Some days I think there's nothing to cook at home, and I realize I can still come up with a nutritious and decent meal. A few days ago, I had weird left overs. The butt end of a bunch of parsley, with some leaves still attached, the green stalks and fronds of the fennel, the last few slices of bacon. And my kitchen is almost never without green peppers, carrots and onions. Plus all kinds of legumes for protein. OK, another chana dal dish, I decided.

I cut up the bacon, cooked it well to render the fat, and discarded most of the fat. Then added to the pan chopped green peppers, chopped fennel parts, chopped parsley stalks and leaves, sliced red onions, sliced carrots. Now that's heavy duty aromatics. Looked pretty.

Then I added the chana dal without pre-cooking it. It works, but it takes quite a long time to cook. Not like lentils.

I added a bit of water, and simmered until the chana dal was done.

It tasted very nice, but it was one of those days when I needed something sharp and strong.  I remembered that I had some chimichurri which had been sitting in the fridge. Dumped it all in there. Now we had more herbs, lots of garlic, and some acid. That was what it needed.

What starch to accompany it? I don't know how this happened, but I was out of bulgur. But I had farro. I had used some of it when I was baking bread, and now it was time to see how it cooked into a pilav. I kept it simple. Added some tomato paste and a bouillon cube to the olive oil in the pan, added 2 cups of water and brought it to a boil, then put in 1 cup of farro.
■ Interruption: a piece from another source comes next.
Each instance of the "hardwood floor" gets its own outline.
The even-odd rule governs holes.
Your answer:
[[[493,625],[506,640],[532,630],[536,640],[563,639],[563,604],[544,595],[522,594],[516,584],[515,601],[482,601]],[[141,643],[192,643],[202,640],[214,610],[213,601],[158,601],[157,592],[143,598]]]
Turned it down and let it simmer until done. Verdict? Unexciting but very pleasant. Nice toothiness -  texture not as chewy as wheat berries but more 'alive' than bulgur. The more I ate it, the more I liked it as an accompaniment to something else with rich flavours. Just right for the chana dal.

So I had a delicious dinner. Patted myself on the back for cooking something so healthy (and frugal, though I must admit that's not a major concern when it comes to food) with whatever was lying around.

And then it hit me. True, a dish made out of staples and left overs. True, it tasted excellent. But it was way too complex. Somehow I yearned for something naked and pure and simple. And then my daughter posted about simple pleasures. Yup, we're like that, my baby and I.